Ok, wow… I don’t know what to say or where to start. I’ve followed your posts from the beginning always hoping they’d get better. Which, it sounds like they are, but in some ways they aren’t. You’re in a classic abuse situation, which you already know. YOU made him do this; it’s YOUR fault; if YOU had/hadn’t done “x”, he would have/have not done “y”; threats, projecting, etc… the list goes on and on and on and on. You can’t control someone else’s behavior, only yours. If you did have as much control over his actions as he’s giving you credit for, I highly doubt you would make him act like this!
Kudos for growing a pair and removing yourself from the situation! That is ridiculously hard to do in an abusive situation. You said it yourself, you finally got a pair of juevos and are now ready to use them! Keep with that mentality! His needs/wants are not your problem anymore. You’ve decided to move on. No more running to his rescue because his damn furnace went out or because he wants a peice of ass. Your only concerns at this point are your children and yourself. He only comes into the equation as their father; merely a sperm donor at this point. He isn’t worthy of even an ex-husband title, dear.
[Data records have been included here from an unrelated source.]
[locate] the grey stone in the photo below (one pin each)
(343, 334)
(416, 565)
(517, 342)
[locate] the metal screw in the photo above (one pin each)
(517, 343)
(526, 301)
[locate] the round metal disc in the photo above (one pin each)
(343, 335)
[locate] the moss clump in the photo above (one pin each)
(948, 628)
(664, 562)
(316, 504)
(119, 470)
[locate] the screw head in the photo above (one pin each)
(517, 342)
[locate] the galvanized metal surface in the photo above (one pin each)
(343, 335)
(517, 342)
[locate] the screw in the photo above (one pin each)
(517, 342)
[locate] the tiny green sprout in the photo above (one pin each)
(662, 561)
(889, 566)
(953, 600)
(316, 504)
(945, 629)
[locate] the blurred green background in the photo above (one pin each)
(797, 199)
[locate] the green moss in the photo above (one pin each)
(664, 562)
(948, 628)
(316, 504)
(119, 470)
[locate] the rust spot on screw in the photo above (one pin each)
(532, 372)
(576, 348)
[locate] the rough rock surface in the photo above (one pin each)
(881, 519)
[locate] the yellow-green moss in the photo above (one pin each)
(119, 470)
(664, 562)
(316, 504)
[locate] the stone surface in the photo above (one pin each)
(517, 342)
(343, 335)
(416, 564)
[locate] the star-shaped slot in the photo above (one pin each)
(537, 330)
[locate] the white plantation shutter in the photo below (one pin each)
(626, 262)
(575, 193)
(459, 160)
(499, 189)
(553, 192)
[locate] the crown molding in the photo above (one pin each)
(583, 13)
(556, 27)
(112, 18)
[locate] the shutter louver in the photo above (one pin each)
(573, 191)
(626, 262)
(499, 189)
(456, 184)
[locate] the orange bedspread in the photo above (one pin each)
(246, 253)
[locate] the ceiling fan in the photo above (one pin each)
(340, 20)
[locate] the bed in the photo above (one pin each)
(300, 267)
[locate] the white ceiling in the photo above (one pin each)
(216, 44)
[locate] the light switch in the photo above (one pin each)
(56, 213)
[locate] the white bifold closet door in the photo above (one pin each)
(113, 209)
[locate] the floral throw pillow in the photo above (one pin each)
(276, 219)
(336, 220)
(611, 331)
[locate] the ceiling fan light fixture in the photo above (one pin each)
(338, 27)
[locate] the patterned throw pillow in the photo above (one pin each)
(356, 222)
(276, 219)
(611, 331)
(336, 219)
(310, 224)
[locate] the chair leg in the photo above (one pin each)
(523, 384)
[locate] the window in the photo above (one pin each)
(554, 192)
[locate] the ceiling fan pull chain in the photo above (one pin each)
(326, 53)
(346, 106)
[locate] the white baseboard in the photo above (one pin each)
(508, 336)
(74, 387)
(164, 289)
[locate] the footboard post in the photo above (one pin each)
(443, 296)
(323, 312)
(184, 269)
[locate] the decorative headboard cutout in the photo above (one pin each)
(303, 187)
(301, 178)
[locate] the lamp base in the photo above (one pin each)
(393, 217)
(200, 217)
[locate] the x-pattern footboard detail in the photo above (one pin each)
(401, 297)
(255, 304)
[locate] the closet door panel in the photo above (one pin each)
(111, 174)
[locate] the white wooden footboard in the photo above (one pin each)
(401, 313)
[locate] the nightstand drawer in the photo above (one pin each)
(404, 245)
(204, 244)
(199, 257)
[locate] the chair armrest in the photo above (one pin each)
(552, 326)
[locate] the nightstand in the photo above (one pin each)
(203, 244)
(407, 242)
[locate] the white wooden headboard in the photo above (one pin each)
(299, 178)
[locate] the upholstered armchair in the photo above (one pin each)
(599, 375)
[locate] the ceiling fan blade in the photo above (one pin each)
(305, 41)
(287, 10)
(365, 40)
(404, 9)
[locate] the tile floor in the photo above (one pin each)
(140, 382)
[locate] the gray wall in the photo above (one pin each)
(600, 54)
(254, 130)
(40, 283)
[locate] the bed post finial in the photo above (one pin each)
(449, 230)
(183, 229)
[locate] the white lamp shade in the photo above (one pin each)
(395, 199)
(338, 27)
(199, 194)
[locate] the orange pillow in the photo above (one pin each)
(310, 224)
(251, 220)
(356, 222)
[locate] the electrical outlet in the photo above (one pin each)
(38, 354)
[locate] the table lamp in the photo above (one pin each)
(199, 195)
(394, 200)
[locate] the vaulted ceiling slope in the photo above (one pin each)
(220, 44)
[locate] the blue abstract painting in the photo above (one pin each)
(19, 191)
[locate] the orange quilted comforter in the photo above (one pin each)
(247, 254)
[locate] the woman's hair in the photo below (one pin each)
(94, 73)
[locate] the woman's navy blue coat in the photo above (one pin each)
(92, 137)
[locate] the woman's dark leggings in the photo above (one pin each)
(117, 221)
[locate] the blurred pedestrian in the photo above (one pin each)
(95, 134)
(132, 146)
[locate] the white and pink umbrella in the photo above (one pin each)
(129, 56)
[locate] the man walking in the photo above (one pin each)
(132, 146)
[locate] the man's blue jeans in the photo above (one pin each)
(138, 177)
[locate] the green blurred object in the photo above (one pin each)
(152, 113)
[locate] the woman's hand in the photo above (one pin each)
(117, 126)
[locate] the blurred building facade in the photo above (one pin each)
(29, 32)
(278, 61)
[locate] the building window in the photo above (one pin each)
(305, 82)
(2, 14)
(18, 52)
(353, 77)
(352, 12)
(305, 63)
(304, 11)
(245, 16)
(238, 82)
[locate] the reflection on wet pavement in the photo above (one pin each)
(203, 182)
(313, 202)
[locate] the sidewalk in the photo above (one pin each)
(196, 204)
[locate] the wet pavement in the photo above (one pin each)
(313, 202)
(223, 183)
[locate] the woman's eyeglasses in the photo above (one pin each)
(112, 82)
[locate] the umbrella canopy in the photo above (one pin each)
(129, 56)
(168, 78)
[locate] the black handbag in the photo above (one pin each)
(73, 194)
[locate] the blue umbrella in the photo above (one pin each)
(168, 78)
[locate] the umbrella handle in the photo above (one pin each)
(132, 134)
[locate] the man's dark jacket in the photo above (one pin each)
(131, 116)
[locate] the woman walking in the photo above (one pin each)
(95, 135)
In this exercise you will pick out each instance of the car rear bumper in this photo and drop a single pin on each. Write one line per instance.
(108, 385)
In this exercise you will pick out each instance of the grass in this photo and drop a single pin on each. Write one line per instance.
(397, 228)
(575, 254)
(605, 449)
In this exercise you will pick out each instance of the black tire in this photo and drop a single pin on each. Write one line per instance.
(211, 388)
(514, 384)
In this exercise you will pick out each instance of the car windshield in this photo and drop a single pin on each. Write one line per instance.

Using your children as blackmail against you is beyond messed up. That makes me question his ability to be a healthy parent for your kiddos. Surely you don’t want them growing up thinking this is acceptable behavior? Kids are often more perceptive than adults give them credit for; don’t let his toxicity leak through into their little minds and hearts.
Think about a time when you were daydreaming of love, marriage, family and all that jazz. How did you envision it being? I highly doubt it was like this. Don’t sell yourself short and continue to let him hurt you. Bullies only bully (which is precicely what he is!) when they feel they can get away with it. They’re the biggest cowards out there! Give yourself time to step back, reset and use this as a learning experience for what you are and are not willing to put up with next time. Establish boundaries for yourself and your relationship and make a promise to you and your children (mentally) that you will not tolerate ANYONE that crosses those lines. Eventually you will find happiness with another that treats you well and doesn’t dictate that sex every night is a stipulation for marriage.
“How can someone love you and make love to you then sleep with some sk**K that same night.” Because he isn’t making love to you. He is using you. I’m sorry if that seems harsh but it’s reality. I don’t know you from Adam, but it sounds like you really tried, you put yourself out there and did everything you can to make it work. But it didn’t. Honey, I don’t treat people I love, don’t love, like or even DESPISE the way he’s treating you. Teach your children, ESPECIALLY if you have little girls, that they don’t have to put up with this sort of behavior when they’re older.
You can do it!! You’ve already taken two huge steps in the right direction. Moving out and filing for divorce. Follow through, don’t forget you’re a strong person, and the hell with him. He’ll go on being miserable for the rest of his life if he wants to keep blaming others for his problems. Not your problem anymore though.